The custom was prevalent between the 11th and 16th centuries and involved vows made before witnesses that two men would stand by each other until death.
This was felt to give the relationships a standing with some parallels to marriage, according to Mr Bray.
Couples received communion and they were often buried together.
"I'm sure this will create quite a stir both in the Catholic Church and among gay people but what I'm presenting is a way for both sides to come together," said Mr Bray.
"It's part of its history but the Church has forgotten it. No-one will thank me for saying this but the Church could avoid the mess it is getting into if it would listen to its past.
"Some of these wedded brothers had platonic friendships and some had physical ones. The Church was giving its blessing to the friendship, with all the potential good there, rather than to anything else within the relationship.
"But sexual potential wasn't a bar to the blessing."
Mr Bray, who toured Oxford and Cambridge colleges and country churches in England researching his theories, added: "The Church made a distinction between the potential good in the relationship and the possibility of something else developing.
"But it was willing to take the risk. However, in the 16th century the Church became more nervous."
An honorary research fellow at Birkbeck College at the University of London, he said it was not a new development for people who could not be married to ask for Church blessings.
Wedded friendships had their heyday in the 15th century although the tradition continued in some cases until the 19th century.
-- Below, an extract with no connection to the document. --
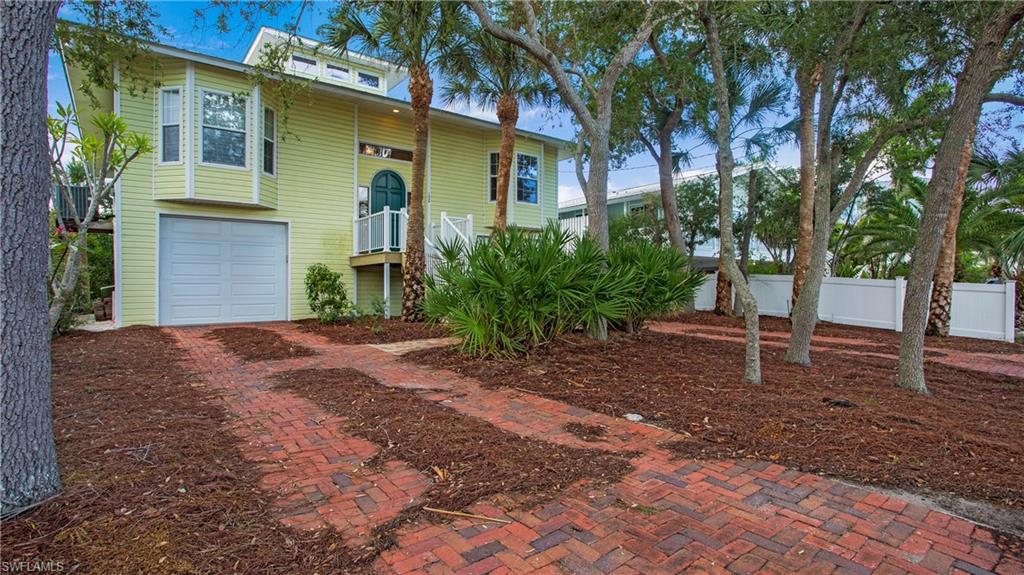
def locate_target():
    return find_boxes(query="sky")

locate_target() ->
[47,2,798,206]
"There is a kind of submerged continent of evidence of same sex friendships in the churches of the past," said Mr Bray, who visited tombs with "iconography equivalent to married relationships".
Among those visited were Cardinal Newman's near Birmingham, who is buried with his friend Fr Ambrose St John although Mr Bray stressed this was a platonic relationship.
The author of Homosexuality in Renaissance England presents his findings at Newman House in Dublin next Saturday.